Imax: Making Image Augmentations fast with JAX

Raphael Pisoni

2021-02-22 20:00

sample transformations

Image augmentations make all the difference when working with neural networks. Everybody should know that by now. No matter what you're trying to train, if it involves images you should be using heavy and fancy augmentations! The only downside of these heavy augmentations is that they might slow down your training significantly if they are not implemented in a fast and efficient way. With Imax the goal was to solve that while getting better at Jax.
And you can try the results today!

The reason for the importance of augmentations is that as long as you don't have literally infinite data representing the entire sample space the model will see in production, it will always end up with samples that fall outside of the seen range. By applying lots of augmentations you can create many samples from every single image in your dataset. Thus augmentations help the model to get more robust to random permutations and less reliant on specific features.

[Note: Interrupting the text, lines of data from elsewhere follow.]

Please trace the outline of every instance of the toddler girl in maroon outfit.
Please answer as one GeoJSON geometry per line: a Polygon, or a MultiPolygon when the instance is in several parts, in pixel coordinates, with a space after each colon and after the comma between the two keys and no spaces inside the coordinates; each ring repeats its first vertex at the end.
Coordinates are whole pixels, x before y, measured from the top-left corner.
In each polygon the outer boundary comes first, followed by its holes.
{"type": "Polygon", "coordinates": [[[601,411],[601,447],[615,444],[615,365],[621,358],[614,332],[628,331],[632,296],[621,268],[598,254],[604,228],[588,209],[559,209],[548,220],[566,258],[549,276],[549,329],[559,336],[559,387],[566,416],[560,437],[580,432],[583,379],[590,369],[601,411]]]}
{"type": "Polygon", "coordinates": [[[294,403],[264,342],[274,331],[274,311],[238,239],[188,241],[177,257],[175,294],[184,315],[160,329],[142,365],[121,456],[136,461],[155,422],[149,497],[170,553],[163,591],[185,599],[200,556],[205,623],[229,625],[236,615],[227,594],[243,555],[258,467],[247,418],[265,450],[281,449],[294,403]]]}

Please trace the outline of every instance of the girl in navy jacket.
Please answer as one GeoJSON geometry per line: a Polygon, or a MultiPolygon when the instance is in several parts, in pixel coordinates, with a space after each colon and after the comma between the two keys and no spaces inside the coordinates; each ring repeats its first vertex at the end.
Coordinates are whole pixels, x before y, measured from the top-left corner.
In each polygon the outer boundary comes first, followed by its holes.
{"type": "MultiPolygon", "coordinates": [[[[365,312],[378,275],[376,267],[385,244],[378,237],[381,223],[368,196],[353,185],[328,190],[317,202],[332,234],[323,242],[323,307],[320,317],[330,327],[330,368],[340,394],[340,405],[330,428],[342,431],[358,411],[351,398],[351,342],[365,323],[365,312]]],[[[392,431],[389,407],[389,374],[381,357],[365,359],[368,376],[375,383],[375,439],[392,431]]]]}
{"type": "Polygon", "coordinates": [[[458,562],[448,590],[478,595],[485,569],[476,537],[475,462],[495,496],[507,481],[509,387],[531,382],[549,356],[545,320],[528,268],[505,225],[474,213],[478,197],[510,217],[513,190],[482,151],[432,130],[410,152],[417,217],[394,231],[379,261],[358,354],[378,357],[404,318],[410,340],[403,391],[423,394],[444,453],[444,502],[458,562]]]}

With Imax I first focused on fast and efficient linear and perspective transforms in 2D and 3D (yes it even accepts depth maps for the transformations!). After that was done I added some PIL color transforms also used in the randaugment paper.

Finally, I implemented a fully jittable version of randaugment (trust me that's not that easy 😅) that can run on CPU or GPU or be vmapped over a batch of images, and after the first iteration is super-fast.

For those interested in the code check it out on my github.

You can try it out on colab or like this:

pip install imax

from jax import random
import jax.numpy as jnp
from PIL import Image
from matplotlib import pyplot as plt
from mpl_toolkits.axes_grid1 import ImageGrid

from imax import transforms, color_transforms, randaugment

# Setup
random_key = random.PRNGKey(42)
random_key, split_key = random.split(random_key)
image = jnp.asarray(Image.open('test.png').convert('RGBA')).astype('uint8')

# Geometric transforms:
transform = transforms.rotate(rad=0.7)  # create transformation matrix
transformed_image = transforms.apply_transform(image,    # apply transformation
                                               transform,
                                               mask_value=jnp.array([0, 0, 0, 255]))

# multiple transformations can be combined through matrix multiplication
# this makes multiple sequential transforms much faster
multi_transform = transform @ transform @ transform
multi_transformed_image = transforms.apply_transform(image,
                                                     multi_transform,
                                                     mask_value=-1)

# Color transforms:
adjusted_image = color_transforms.posterize(image, bits=2)

# Randaugment:
randomized_image = randaugment.distort_image_with_randaugment(
    image,
    num_layers=3,   # number of random augmentations in sequence
    magnitude=15,   # magnitude of random augmentations
    random_key=split_key
)

# Show results:
results = [transformed_image, multi_transformed_image, adjusted_image, randomized_image]
fig = plt.figure(figsize=(10., 10.))
grid = ImageGrid(fig, 111,
                 nrows_ncols=(2, 2),
                 axes_pad=0.1)

for ax, im in zip(grid, results):
    ax.axis('off')
    ax.imshow(im)
plt.show()